Le tradizioni mitologiche associano l'uva a divinità allegre come Dioniso, spesso in riferimento agli effetti del vino che scioglie le inibizioni, o anche più semplicemente per la sua influenza positiva sulla convivialità. Ma ci sono molte altre curiosità da raccontare sull'uva, da quelle storiche a quelle nutrizionali, fino a ricette particolari.

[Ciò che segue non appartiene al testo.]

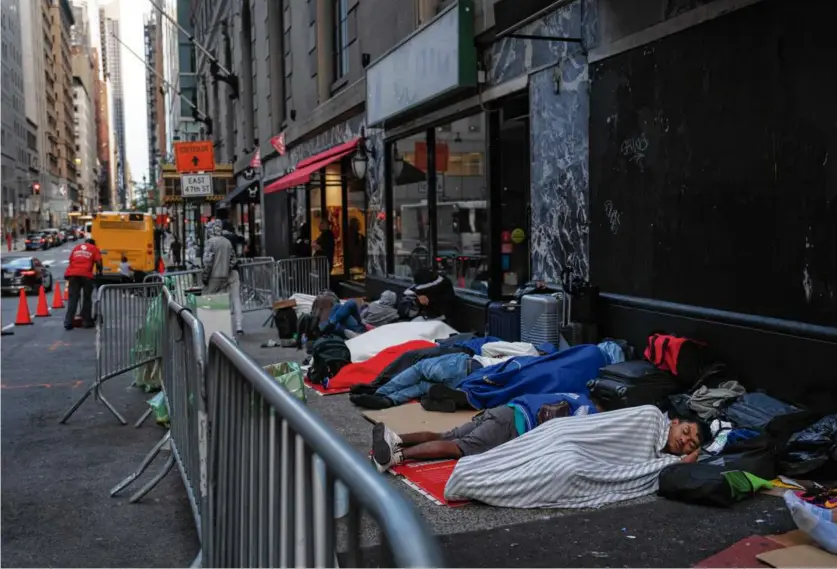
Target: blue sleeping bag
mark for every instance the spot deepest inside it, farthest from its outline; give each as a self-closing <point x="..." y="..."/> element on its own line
<point x="567" y="371"/>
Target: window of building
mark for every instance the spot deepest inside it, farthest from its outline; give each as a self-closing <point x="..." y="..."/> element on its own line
<point x="341" y="38"/>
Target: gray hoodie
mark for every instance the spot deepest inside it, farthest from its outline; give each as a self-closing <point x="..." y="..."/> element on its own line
<point x="218" y="254"/>
<point x="383" y="310"/>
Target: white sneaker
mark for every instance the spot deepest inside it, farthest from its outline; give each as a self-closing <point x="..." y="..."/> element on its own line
<point x="386" y="448"/>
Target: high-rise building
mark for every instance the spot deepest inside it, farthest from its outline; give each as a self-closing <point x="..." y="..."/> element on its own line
<point x="102" y="139"/>
<point x="32" y="32"/>
<point x="15" y="149"/>
<point x="62" y="192"/>
<point x="109" y="20"/>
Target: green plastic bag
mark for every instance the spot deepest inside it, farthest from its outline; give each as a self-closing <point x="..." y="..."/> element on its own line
<point x="289" y="375"/>
<point x="161" y="409"/>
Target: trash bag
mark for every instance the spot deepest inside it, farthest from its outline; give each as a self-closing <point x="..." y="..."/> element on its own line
<point x="290" y="376"/>
<point x="160" y="407"/>
<point x="811" y="448"/>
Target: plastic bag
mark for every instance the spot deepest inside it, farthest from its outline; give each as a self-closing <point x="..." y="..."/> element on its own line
<point x="161" y="409"/>
<point x="289" y="375"/>
<point x="811" y="448"/>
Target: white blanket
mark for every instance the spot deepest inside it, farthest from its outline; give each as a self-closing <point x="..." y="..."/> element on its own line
<point x="570" y="462"/>
<point x="370" y="343"/>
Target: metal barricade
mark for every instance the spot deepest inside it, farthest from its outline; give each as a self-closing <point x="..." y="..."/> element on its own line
<point x="302" y="275"/>
<point x="257" y="283"/>
<point x="184" y="358"/>
<point x="267" y="505"/>
<point x="178" y="282"/>
<point x="129" y="330"/>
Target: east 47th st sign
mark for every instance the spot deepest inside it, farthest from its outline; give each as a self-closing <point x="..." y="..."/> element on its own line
<point x="196" y="185"/>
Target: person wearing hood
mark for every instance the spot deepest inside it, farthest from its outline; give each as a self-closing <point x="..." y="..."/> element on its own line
<point x="219" y="270"/>
<point x="351" y="318"/>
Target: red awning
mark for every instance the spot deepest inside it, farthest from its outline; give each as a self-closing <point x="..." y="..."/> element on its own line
<point x="304" y="169"/>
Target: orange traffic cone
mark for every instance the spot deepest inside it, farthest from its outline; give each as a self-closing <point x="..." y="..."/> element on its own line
<point x="56" y="297"/>
<point x="43" y="307"/>
<point x="23" y="317"/>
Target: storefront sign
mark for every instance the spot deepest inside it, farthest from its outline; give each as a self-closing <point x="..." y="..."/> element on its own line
<point x="436" y="60"/>
<point x="196" y="185"/>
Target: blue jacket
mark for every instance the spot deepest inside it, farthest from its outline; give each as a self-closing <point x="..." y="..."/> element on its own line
<point x="567" y="371"/>
<point x="529" y="405"/>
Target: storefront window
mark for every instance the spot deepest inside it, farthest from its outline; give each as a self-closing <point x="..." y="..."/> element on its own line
<point x="462" y="251"/>
<point x="410" y="215"/>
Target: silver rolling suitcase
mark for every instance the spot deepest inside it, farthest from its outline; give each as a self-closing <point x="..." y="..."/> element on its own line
<point x="540" y="318"/>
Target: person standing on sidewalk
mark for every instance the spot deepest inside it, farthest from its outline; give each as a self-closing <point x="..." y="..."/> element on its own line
<point x="219" y="270"/>
<point x="79" y="276"/>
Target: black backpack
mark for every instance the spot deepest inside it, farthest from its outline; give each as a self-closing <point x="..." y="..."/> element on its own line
<point x="286" y="322"/>
<point x="328" y="356"/>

"Il succo d'uva è stato paragonato al latte materno per le sue proprietà nutrizionali."

La cultura dell'uva

La coltivazione dell'uva, iniziata nel 6000-4000 a.C. in Mesopotamia, per i popoli dell'antichità aveva un valore profondo: cadenzava i cicli stagionali rappresentando il passaggio dall'estate all'autunno ed era simbolo di prosperità e buon augurio. Compariva spesso nella cultura popolare e nelle opere d'arte: per esempio, era al centro della celebre favola di Esopo La volpe e l'uva, e sia il frutto che la vendemmia erano spesso ritratto nei mosaici e negli affreschi romani.

Bianca o nera?

Non c'è una grande differenza quanto a valori nutrizionali fra acino bianco e nero. Quelli scuri sono un po' più ricchi di ferro, quelli bianchi offrono un maggiore effetto diuretico. La quantità di calorie si aggira per entrambi sui 60 kcal ogni 100 grammi, valore che sale a 260 kcal nel caso dell'uva sultanina, molto più zuccherina.

Da tavola o da vino?

L'uva da tavola tende ad avere chicchi grandi e buccia sottile, mentre l'uva da vino ha chicchi piccoli e buccia spessa: sono caratteristiche essenziali, perché gran parte degli aromi del vino deriva proprio dalla buccia e le piccole dimensioni dell'acino determinano un maggiore apporto zuccherino. Oggi i maggiori produttori di uva da tavola sono Spagna, Francia e Italia.

I benefici

L'uva è costituita in gran parte da acqua (70-80%) e zuccheri (15-18% a seconda delle varietà). È molto salutare soprattutto perché ricca di sostanze polifenoliche, che contrastano l'invecchiamento cellulare. Ad esempio il resveratrolo, che svolge un'azione antinfiammatoria e antiossidante sull'organismo con ricadute positive nel contrasto delle malattie cardiovascolari. Anche i tannini, presenti nei semi, hanno una funzione antiossidante che aiuta a proteggere la pelle.

Un latte vegetale

Il succo d'uva è stato paragonato al latte materno per le sue proprietà nutrizionali: ha una simile quantità di acqua e proteine ed è ricco di vitamine e sali minerali, come potassio e ferro. Ha però un apporto di zuccheri nettamente maggiore, tanto da essere sconsigliato ai diabetici.

Ricette curiose

Volendo sperimentare un accostamento ardito è possibile lavorare sui contrasti. Ad esempio scottando acini tagliati a metà con olio d'oliva, cipollotto e un pizzico di sale e poi utilizzandoli come contorno di un arrosto di maiale cotto al sangue e servito con una spolverata di provolone piccante. Inoltre, anche le foglie di vite sono commestibili: nella cucina greca ad esempio si scottano in acqua bollente e si usano poi per avvolgere un ripieno di riso aromatico lessato con cipolla ed erbe varie. Basta porre al centro della foglia il ripieno e ripiegare le estremità per creare un fagottino. Infine bisognerà adagiare gli involtini sul fondo di una pentola dai bordi alti, dove verrà versata dell’acqua e del succo di limone. Il tutto sarà cotto fino a che l’acqua non verrà completamente assorbita.